Ausdrücklich verboten seien Nachhilfeunterricht oder Privatstunden in der tibetischen Sprache. Stattdessen seien die Schüler angewiesen worden, sich in den Ferien auf die Verbesserung ihrer Chinesisch-Kenntnisse zu konzentrieren, so die Quellen. Streng verboten sei generell jeglicher Unterricht, der über den staatlich genehmigten chinesischen Lehrplan hinausgehe.
In der nordosttibetischen Präfektur Golog etwa habe das Bildungsministerium der Provinz Qinghai spezielle Ferienaufgaben zur Verbesserung der Chinesisch-Kenntnisse ausgegeben. Diese verlangten von Eltern und Schülern unter anderem sogar, gemeinsam Xi Jinpings Ideologie zu studieren.
Verbot religiöser Aktivitäten für Kinder und Jugendliche
In einigen Gebieten hätten die chinesischen Behörden den Kindern während der zweimonatigen Winterpause explizit das Tragen religiöser Symbole oder die Teilnahme an religiösen Aktivitäten untersagt. Eltern sei es verboten, ihre Kinder während der Ferien in Klöster zu bringen oder sie an religiösen Aktivitäten teilnehmen zu lassen.
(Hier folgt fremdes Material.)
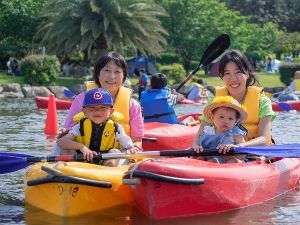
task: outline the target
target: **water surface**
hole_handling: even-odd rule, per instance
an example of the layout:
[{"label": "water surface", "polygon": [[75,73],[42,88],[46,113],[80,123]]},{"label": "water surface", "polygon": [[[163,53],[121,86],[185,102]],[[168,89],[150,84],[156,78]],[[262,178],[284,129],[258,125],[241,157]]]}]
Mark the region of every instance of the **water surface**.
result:
[{"label": "water surface", "polygon": [[[203,106],[179,105],[178,114],[201,112]],[[62,126],[66,112],[58,111]],[[43,134],[46,111],[38,110],[33,99],[0,100],[0,151],[45,156],[53,137]],[[278,113],[273,123],[277,143],[299,143],[300,114]],[[134,207],[119,207],[99,214],[61,218],[24,204],[23,176],[26,169],[0,175],[0,224],[27,225],[218,225],[218,224],[300,224],[300,193],[290,191],[275,199],[245,209],[217,215],[185,219],[151,221]],[[41,199],[42,201],[42,199]]]}]

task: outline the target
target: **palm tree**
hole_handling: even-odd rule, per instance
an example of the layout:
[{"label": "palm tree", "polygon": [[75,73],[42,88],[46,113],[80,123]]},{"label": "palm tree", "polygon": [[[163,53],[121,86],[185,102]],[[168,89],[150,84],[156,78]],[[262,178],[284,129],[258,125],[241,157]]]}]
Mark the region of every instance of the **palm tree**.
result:
[{"label": "palm tree", "polygon": [[96,58],[125,48],[157,55],[168,35],[159,17],[167,15],[154,0],[50,0],[35,40],[61,56],[93,48]]}]

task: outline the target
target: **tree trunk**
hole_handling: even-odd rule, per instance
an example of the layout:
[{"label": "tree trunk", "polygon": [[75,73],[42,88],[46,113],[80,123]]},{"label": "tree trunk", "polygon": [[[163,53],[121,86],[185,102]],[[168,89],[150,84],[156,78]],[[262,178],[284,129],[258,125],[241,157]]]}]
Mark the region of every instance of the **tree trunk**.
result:
[{"label": "tree trunk", "polygon": [[98,61],[98,59],[100,59],[108,52],[108,46],[107,46],[106,38],[103,35],[100,35],[95,42],[96,42],[96,49],[97,49],[96,61]]},{"label": "tree trunk", "polygon": [[85,49],[83,50],[83,62],[85,62],[87,65],[90,65],[90,54],[89,50]]},{"label": "tree trunk", "polygon": [[142,52],[140,49],[136,49],[136,56],[142,56]]}]

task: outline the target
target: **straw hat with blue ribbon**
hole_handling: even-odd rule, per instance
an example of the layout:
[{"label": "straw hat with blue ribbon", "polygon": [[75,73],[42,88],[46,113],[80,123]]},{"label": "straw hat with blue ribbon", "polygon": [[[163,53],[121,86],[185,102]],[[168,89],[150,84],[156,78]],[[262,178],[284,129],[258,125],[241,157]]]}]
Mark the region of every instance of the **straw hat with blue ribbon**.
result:
[{"label": "straw hat with blue ribbon", "polygon": [[219,107],[228,107],[236,110],[240,114],[238,120],[239,123],[243,123],[247,119],[246,107],[241,105],[237,100],[231,96],[217,96],[215,97],[209,105],[207,105],[203,111],[204,116],[208,122],[212,122],[213,110]]}]

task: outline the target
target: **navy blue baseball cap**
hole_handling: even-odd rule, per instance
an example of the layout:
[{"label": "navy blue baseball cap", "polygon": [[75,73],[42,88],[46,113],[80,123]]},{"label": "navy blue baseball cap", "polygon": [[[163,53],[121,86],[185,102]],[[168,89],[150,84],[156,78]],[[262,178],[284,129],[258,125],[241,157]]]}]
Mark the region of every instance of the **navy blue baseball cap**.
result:
[{"label": "navy blue baseball cap", "polygon": [[114,102],[110,93],[103,88],[95,88],[85,93],[82,107],[93,105],[110,105],[113,106]]}]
Schon im Jahr 2021 hatten die chinesischen Behörden in verschiedenen tibetischen Gebieten tibetischen Kindern erstmalig verboten, während der Winterferien an informellen Kursen oder Workshops in tibetischer Sprache teilzunehmen.
Im vergangenen Winter dann begannen die Behörden damit, die Einhaltung des Verbots stichprobenartig zu überprüfen. Wie damals bekannt wurde, führten sie sogar Umfragen unter den tibetischen Kindern durch, um herauszufinden, welche Fächer ihnen in ihren außerschulischen Kursen beigebracht werden und wo.
Offenkundig sind die neuen Restriktionen Teil von Pekings Versuch, die eigenständige kulturelle, religiöse und nationale Identität der Tibeter zu zerstören. Diese soll komplett ausgelöscht, Tibeter zu Chinesen gemacht werden.
Wird Tibetisch aus den Aufnahmeprüfungen für Hochschulen gestrichen?
Dazu passt ein Bericht der tibetischen Exilregierung in Dharamsala über die mögliche Streichung der tibetischen Sprache aus den Aufnahmeprüfungen der Universitäten, was unter tibetischen Studenten, Künstlern und Pädagogen große Besorgnis ausgelöst habe. Bislang handele es sich dabei nur um Beiträge in den sozialen Medien aus Tibet, so der Artikel. Dass noch keine offiziellen Erklärungen dazu vorlägen, dürfe die Tibeter jedoch keineswegs in falscher Sicherheit wiegen.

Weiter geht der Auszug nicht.